We are now seeing shifts in the way they engage with customers, offering benefits and services well beyond their core inventory.
For example, Barclays has introduced ‘Features Store’, so that customers can choose their own benefits, which include mobile broadband access, anti-virus software, a homeowner property database and a range of travel packages.
Lloyds Bank has introduced Club Lloyds, where members can choose a range of value added services. Clearly these ‘choice driven’ services demonstrate thinking beyond sector specific offers and find ways to appeal to the customer’s personal motivations and lifestyles.
5. Immediate reward vs long-term gratification: our research highlights different expectations from consumers in terms of when and how they receive promotions and rewards from companies.
A large proportion of middle class affluent consumers are focused on saving for the future and are unlikely to redeem points quickly, opting to save for the higher value rewards.
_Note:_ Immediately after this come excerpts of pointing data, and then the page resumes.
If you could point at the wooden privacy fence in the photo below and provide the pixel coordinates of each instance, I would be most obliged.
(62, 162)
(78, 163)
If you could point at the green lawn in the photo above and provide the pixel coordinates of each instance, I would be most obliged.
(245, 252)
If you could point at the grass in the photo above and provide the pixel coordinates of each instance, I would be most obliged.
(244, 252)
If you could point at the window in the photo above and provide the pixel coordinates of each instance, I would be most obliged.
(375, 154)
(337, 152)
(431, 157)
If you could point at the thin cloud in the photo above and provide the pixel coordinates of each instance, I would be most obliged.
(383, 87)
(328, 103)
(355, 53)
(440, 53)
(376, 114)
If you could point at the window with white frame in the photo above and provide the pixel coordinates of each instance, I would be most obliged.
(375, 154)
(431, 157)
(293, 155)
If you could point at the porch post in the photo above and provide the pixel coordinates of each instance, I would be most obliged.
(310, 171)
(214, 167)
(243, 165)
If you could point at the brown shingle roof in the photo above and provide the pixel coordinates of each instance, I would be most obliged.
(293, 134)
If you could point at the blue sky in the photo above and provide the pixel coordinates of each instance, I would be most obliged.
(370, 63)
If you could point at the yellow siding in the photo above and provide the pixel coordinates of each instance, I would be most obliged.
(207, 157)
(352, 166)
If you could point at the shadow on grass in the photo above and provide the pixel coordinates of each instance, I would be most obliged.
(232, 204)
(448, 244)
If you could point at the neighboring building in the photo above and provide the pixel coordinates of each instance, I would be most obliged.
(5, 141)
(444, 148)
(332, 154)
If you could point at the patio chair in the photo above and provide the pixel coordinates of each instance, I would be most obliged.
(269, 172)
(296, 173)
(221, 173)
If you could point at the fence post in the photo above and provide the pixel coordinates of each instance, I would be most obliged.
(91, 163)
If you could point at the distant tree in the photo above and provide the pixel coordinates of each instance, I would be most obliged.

This audience will be far more engaged if they feel companies are helping them achieve their longer term goals.
In contrast, younger generations in the highest income brackets from markets such as China and the United Arab Emirates want to see more immediate, personalised rewards which give them an instant benefit.
Banks need to work harder to know their customers, retain them and drive loyalty and advocacy. They need to develop a deeper level of customer engagement, by gaining more detailed insights about their profitable customers and adding value consistently.
It is especially beneficial for financial institutions (offering multiple products and services to their customers) to establish a single customer data view to capture - and reward - transactional and social behaviours. In so doing, banks will increase their opportunity to up-sell and cross-sell. Only when we think in terms of brand value to the customer, will we realise the potential of longer customer lifetime value.